Population Genetics
Key Principles
Population genetics is the study of genetic variation and evolutionary forces in breeding populations (aka, microevolution).
Population geneticists are interested in the genetic structure, i.e., the allele and genotype frequencies, over generations.
The Hardy-Weinberg equation is widely used to calculate all possible allele combinations in a generation, based upon the genotypes of the previous generation;
- The full Hardy-Weinberg equation is p2 + 2pq + q2 = 1; where p and q refer to the two alleles followed over time.
- The equation predicts that there will be no changes in genetic structure in a non-evolving population; in other words, as long as there are no mutations, selection forces, genetic drift or flow, and mating is truly random, parental and offspring generations will have the same allele and genotype frequencies.
- The Hardy-Weinberg equation is a null hypothesis: if its predictions do not hold true, then we know that the genetic structure of the population is, in fact, evolving.
- Equations only apply to genes that with two alleles that produce three phenotypes; more advanced versions must be used if there are more than two alleles.
Example population data set:
- 98 pink-feathered birds with the AA genotype
- 84 purple birds with the AB genotype
- 18 blue birds with the BB genotype
With this information, we can calculate the total number of alleles, the number of A alleles, and, the number of B alleles.
- Because each bird contributes 2 alleles to the gene pool, double the number of birds to get the total number of alleles:
- 196 alleles from the pink birds, 168 from the purple birds, and, 36 from the blue birds, for a total of 400 alleles.
- Calculate how many of these alleles are of the A variety:
- By definition, each of the 98 AA genotype birds contributes two A alleles, so, 196
- Each of the 84 AB genotype birds contributes one A allele
- None of the 18 BB genotype birds contribute A alleles
- Total of 280 A alleles in the gene pool.
- Calculate how many alleles of the B variety:
- AA birds contribute 0 B alleles
- AB birds contribute 84
- BB birds contribute 36
- Total of 120 B alleles in the gene pool.
Calculate the observed allele and genotype frequencies in our population.
Allele frequencies describe the proportions of each allele in the gene pool.
- Mathematically: the allele frequency is equal to the number of its copies in the population divided by the sum of all alleles in the population.
Re-call our earlier equation, p + q = 1, which simply states that, if there are two alleles, their proportions must sum to 1
- Set p equal to the A allele frequency
- Set q equal to the B allele frequency
- Solve:
- The frequency of the A allele is 280/400; 0.7
- The frequency of the B allele is 120/400; 0.3
- The proportions sum to 1.
- Recognize that, even if we'd only had counts for one of the alleles, we could still determine both alleles' frequencies: if p + q = 1, then p = 1 – q.
Calculate the genotype frequencies
Genotype frequencies describe the proportions of each genotype in the population.

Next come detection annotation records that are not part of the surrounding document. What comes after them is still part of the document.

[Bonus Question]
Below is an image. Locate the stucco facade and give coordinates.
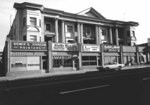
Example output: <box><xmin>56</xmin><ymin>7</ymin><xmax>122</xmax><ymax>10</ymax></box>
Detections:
<box><xmin>8</xmin><ymin>2</ymin><xmax>138</xmax><ymax>46</ymax></box>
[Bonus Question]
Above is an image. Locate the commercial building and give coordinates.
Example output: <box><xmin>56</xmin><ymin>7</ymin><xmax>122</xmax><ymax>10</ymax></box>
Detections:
<box><xmin>1</xmin><ymin>2</ymin><xmax>149</xmax><ymax>75</ymax></box>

- Mathematically: the number of individuals with a genotype divided by the total number of individuals.
- Frequency of the AA genotype is 98 divided by 200; 0.49
- Frequency of the AB genotype is 84 divided by 200; 0.42
- Frequency of the BB genotype is 18 divided by 200; 0.09
- The sum of these proportions is equal to 1.
Use the Hardy-Weinberg equation
Show that, in the absence of evolutionary forces, the genotype frequencies of the next generation will be the same as those observed in our original population.
Calculate the predicted genotype frequencies of the next generation, based on the allele frequencies of the parent generation:
- The frequency of the AA genotype will be equal to the frequency of the A allele of the parent generation, squared (p2) = (7)2 = 0.49
- The frequency of the AB genotype will be equal to 2 times the product of the A and B allele frequencies in the parent generation (2pq) = 2(0.7)(0.3) = 0.42 and,
- The frequency of the BB genotype will be equal to the frequency of the B allele in the parent generation, squared (q2) = (0.3)2 = 0.09.
- The predicted genotype frequencies sum to 1.
Notice that the predicted genotype frequencies of the next generation match those of the parental generation – again, this is exactly what the Hardy-Weinberg equilibrium theorem predicts.
- To actually test this prediction in real life, we would need to collect the genotype frequencies in the next generation of our population, and compare them to the expected frequencies.
- If the observed frequencies matched the predicted frequencies, then we would conclude that no evolution occurred;
- If the observed frequencies of the next generation did not match the predicted frequencies, we would conclude that evolution did occur – though we wouldn't know exactly which forces were behind it.
If the frequencies did not match, we would have to perform a Pearson chi-squared test to determine whether there was a statistically significant difference between the two generations before we could conclude that evolutionary forces were at work.